The urogenital fascia lies posterolateral to the rectum, and the hypogastric nerve and ureter are observed to be enveloped in it; vesicohypogastric fascia shows a triangle shape formed by the umbilical artery, the tendinous arch of the pelvic fascia and the lateral border of the bladder. In all 24 cadavers, urogenital fascia, vesicohypogastric fascia and obturator fascia (parietal fascia) were located lateral to the rectum in a medial-to-lateral direction and form the Okabayashi's pararectal space and paravesical space, respectively, which were the surgical area for LLND. Laparoscopic LLND was performed successfully in all 20 LALRC patients with a median postoperative hospitalization of 10 (7-20) d. The median operating time was 178 (152-243) min, with a median blood loss of 55 (25-150) mL. The median number of harvested LLNs was 8.6 (6-12), and 7 patients (35.0 %) had LLN metastasis. Postoperative complications included lymph leakage and lower limb pain in 1 case, respectively.

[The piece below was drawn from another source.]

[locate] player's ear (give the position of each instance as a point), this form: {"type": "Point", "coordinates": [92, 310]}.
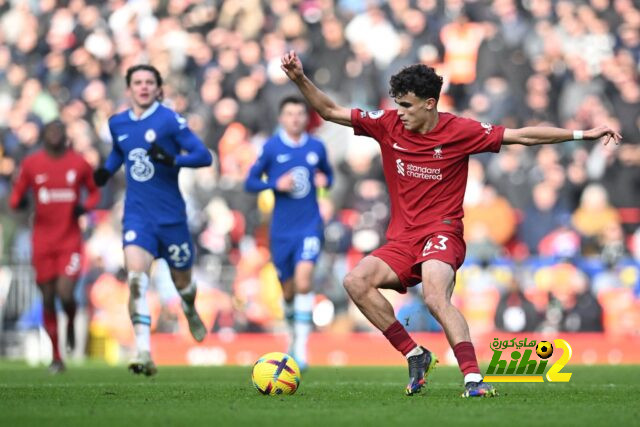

This study indicated that urogenital fascia, vesicohypogastric fascia and parietal fascia lie side by side in the pelvis and formed two spaces (Latzko's pararectal space and paravesical space), which were the surgical area for LLND. Performing LLND in two fascial spaces is a feasible surgical approach, which improves surgical safety while ensuring radical tumor resection.
The present study preliminarily explored the clinical significance of laparoscopic LLND in two fascial spaces for treating LALRC. However, large studies with long-term follow-up and more detailed clinical data are needed to confirm these findings.